开心不到三秒,就听见尤殊又补充一句:“他喜欢女人,你喜欢男人,你们没得比。”
这下贺之衍彻底不想说话。
尤殊还在电话里嘀咕:“你这么多天就调查了这么点事情,没什么用啊。”
实实在在对贺之衍的办事能力提出质疑。
贺之衍冷笑:“凭符宵雨怎么能搭上池行简这条线,全靠她的前男友。”
他停顿一下:“千夜珠宝前任CEO是怎么离职的,你这几天弄清楚了?”
尤殊早把这些事情了解了个遍,道:“他是主动离职的,听说是和老婆孩子移民了。”
贺之衍:“呵呵,我还以为你能看出点什么有用的呢。”
尤殊沉默,贺之衍真是小心眼,非得找补回来。
心里虽在吐槽,面上却还是虚心的:“那贺先生您有什么高见呀?”
贺之衍接下来的话,让尤殊很震惊。
在听完这些事情后,她赶紧用湿纸巾擦了擦耳蜗。
脏了脏了,耳朵脏了。
***
符宵雨从米兰回国后,第二天刚到公司,就被一通电话叫到了CEO办公室。
她在米兰出差半个月,听说公司空降一位首席执行官,还是位女士,心里对这位也是充满好奇。
尤殊刚从电梯出来,就看见符宵雨站在办公室门口等待。
她走过去,从背后喊了符宵雨:“符首席,久仰大名。”
符宵雨面带笑容回头,在看清来人的面容时,笑容僵在脸上。
“Sherry?”她愣住:“你怎么……”
话没问完,符宵雨就意识到自己问了句废话。
Sherry和她是设计大赛认识的,会出现除了是应聘设计师还能是什么?
心下一沉,之前听王总说,新来的尤总在考量设计部的作品,似乎是有打算为设计部聘请一些新人进入。
估计今天找她来也是说这件事儿的。
现在看见尤殊,符宵雨更加肯定了自己的想法。
心里油然升起一股暗爽,金奖得主又怎样,自己现在已经是首席,等尤殊进入设计部,还不得听她符宵雨指挥么。
她整理好表情,笑容一如既往:“你什么时候回来的?”
尤殊礼貌笑笑:“刚回一周,进去吧。”
符宵雨站在原地没动:“尤总还没到,我们在外面等她。”
尤殊就像没听见似的,扭动门柄,将办公室大门推开。
符宵雨上前拦住:“Sherry,你刚回国可能还不清楚,国内的老板可不像美国佬那么好伺候。”

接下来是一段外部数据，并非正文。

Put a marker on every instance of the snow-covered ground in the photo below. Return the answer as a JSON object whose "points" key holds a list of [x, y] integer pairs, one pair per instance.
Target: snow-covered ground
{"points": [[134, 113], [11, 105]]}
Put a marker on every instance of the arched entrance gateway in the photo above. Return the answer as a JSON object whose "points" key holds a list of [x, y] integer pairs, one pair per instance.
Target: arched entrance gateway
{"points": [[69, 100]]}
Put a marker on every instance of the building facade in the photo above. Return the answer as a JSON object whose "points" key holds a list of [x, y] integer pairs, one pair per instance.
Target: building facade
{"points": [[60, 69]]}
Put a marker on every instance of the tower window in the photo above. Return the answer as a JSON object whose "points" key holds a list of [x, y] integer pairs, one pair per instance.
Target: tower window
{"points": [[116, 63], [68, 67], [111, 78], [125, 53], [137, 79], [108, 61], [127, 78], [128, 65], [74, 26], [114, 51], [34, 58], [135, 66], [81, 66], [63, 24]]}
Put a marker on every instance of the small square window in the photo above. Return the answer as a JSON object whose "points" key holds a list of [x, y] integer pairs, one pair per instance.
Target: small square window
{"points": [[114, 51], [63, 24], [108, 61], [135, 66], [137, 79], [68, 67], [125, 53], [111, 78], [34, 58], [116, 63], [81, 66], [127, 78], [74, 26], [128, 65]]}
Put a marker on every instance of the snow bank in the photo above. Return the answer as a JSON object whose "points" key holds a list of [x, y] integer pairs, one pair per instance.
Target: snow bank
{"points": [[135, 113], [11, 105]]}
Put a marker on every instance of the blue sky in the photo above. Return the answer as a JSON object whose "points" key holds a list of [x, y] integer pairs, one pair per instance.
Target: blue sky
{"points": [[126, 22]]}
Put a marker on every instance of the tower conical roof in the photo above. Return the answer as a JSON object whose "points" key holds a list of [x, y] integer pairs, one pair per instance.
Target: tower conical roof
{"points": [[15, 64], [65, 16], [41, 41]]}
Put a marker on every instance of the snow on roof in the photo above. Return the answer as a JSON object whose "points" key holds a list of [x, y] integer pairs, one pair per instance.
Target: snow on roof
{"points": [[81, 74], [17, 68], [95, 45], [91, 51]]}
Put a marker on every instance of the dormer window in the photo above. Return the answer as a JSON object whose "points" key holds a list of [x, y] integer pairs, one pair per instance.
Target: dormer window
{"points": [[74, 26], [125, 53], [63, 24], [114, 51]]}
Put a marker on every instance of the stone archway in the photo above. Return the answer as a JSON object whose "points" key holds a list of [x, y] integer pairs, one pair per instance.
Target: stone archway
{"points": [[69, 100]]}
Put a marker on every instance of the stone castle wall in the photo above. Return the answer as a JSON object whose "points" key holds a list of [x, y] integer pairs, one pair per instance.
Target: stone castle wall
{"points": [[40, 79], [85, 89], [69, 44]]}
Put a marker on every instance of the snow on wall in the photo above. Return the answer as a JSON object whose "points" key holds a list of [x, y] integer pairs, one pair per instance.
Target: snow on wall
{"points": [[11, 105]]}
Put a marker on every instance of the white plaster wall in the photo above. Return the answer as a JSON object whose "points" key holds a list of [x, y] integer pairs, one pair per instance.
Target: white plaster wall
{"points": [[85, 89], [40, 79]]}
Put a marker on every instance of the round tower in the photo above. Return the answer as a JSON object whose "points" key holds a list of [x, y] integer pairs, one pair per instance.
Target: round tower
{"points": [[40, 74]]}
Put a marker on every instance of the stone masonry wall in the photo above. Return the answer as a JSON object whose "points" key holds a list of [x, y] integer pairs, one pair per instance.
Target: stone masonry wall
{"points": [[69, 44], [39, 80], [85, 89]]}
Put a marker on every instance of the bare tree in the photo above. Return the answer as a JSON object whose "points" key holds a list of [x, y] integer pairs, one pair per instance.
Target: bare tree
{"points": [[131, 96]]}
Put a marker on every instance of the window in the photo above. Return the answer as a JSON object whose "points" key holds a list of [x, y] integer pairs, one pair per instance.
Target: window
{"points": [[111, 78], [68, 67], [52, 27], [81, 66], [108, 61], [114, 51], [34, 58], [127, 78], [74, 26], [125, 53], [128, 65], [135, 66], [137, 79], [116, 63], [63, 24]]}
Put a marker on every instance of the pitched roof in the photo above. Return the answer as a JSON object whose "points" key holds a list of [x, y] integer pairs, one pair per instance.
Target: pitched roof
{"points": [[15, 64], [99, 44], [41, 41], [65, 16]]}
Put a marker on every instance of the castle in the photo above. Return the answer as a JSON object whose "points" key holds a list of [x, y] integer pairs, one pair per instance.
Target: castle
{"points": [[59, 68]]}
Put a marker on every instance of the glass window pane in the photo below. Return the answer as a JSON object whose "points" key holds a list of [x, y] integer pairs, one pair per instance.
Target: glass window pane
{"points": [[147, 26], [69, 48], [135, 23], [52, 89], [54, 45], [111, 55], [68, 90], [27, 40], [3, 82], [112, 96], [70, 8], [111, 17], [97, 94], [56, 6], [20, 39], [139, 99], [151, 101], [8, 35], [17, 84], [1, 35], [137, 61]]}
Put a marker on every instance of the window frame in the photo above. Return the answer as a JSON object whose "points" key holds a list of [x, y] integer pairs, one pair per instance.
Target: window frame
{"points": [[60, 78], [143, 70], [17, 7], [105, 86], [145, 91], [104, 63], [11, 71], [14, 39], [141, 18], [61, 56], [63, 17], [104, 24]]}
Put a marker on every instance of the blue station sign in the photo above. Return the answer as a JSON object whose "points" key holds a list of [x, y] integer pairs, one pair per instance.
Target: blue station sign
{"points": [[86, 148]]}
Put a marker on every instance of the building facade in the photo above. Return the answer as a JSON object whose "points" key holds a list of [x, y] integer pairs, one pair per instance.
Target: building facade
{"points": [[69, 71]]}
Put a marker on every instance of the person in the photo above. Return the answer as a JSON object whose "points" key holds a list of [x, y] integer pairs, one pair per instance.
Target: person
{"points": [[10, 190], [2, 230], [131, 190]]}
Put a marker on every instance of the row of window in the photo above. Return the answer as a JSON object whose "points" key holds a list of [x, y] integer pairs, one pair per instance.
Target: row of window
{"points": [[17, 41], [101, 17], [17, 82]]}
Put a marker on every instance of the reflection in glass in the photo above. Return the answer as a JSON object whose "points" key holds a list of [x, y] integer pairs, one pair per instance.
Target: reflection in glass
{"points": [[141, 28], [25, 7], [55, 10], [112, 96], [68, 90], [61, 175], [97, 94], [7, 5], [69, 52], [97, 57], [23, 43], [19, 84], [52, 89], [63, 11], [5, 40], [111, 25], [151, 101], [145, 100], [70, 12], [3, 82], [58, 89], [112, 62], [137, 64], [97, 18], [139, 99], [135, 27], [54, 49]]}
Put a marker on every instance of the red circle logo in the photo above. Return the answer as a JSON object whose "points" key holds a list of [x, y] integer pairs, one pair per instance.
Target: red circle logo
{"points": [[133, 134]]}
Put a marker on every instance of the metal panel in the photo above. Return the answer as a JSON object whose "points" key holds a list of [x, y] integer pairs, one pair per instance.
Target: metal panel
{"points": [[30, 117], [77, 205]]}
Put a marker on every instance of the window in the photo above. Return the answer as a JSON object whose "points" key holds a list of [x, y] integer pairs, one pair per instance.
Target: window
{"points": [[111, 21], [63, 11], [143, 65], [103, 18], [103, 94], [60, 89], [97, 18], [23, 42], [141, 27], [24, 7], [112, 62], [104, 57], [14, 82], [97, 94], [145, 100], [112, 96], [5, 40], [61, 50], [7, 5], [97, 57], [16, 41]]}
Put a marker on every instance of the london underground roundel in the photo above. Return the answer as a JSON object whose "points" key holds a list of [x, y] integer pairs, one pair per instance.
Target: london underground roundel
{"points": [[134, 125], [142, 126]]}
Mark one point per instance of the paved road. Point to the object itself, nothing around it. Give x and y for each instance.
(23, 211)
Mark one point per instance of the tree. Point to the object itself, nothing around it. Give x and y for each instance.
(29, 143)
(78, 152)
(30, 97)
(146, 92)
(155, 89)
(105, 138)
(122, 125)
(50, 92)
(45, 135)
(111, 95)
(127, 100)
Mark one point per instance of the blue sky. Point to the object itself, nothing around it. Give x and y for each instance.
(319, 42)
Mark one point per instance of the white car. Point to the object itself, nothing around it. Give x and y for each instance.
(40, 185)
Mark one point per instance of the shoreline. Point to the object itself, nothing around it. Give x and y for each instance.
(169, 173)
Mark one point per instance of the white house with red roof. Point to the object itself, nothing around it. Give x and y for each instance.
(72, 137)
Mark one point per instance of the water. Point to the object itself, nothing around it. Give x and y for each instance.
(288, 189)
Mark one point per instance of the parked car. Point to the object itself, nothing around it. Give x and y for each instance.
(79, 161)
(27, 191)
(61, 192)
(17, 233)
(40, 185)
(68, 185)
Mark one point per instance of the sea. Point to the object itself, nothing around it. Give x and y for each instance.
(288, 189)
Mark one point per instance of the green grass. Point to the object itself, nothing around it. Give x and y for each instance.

她停顿了下,说:“别怪我多事,我也是好意,得罪了老板,可就没办法应聘成功了。”
不过符宵雨没多想,又道:“你先稍安勿躁,等进来公司,我慢慢教你。”
言辞颇为自得。
尤殊垂眸笑了一声,而后回头悠悠对着秘书说:“送两杯咖啡进来。”
说完就带着符宵雨进去。
符宵雨懵懵的,还没反应过来。
等走进办公室,看见尤殊悠然自得坐到CEO的位置上,符宵雨才如被雷劈。
“你是……”她不敢相信:“尤殊?”
尤殊挑挑眉,唇边微笑不减:“我是Sherry,也是尤殊。”
符宵雨屏住呼吸,几不可见的往后退了一小步:“尤家千金尤殊???”
当年的原创大赛,所有人都用的英文名。
所以符宵雨并不知道尤殊的真名。
两人在一个宿舍住了那么久,都忙着比赛也无心去询问对方的家庭背景。
不过,谁会想到,千金大小姐会和他们这些平民一样去参加什么设计大赛。
原创设计大赛金奖得主会有一万块的美金奖励,大部分人都是冲着这个奖金去的。
她一个大小姐凑什么热闹???
尤殊观察着她的表情,笑说:“坐吧,符首席。”
明明只是普通的语气,符宵雨却从这三个字听出浓烈的嘲讽。
符宵雨坐到尤殊对面,背脊挺得笔直,米色西装连衣裙勾勒出傲人的曲线。
秘书将准备好咖啡送进来放到二人面前,又默默退出办公室。
尤殊慢条斯理打开电脑,又端起咖啡喝了一小口,一直没说话。
符宵雨心里打鼓,尤殊对她被取消新人奖这件事,知道的一清二楚。
今天找她来,到底是想干什么?
沉默,无边的沉默。
办公室内,只有挂在墙上的时钟,分针秒针滴答滴答转动。
符宵雨的手紧紧抓着裙边,嘴唇抿成一条线,直愣愣看着尤殊。
如同在头上悬了把刀。
直到尤殊第三次端起杯子喝下一口咖啡,符宵雨终于开了口。
“尤总找我来不是为了喝咖啡的吧?”
尤殊睨了她一眼,放下咖啡,十指交叉摆放在桌面。
嘴边的笑容一直挂着,声音懒散的问:“你是想自己离职,还是想我帮你离职?”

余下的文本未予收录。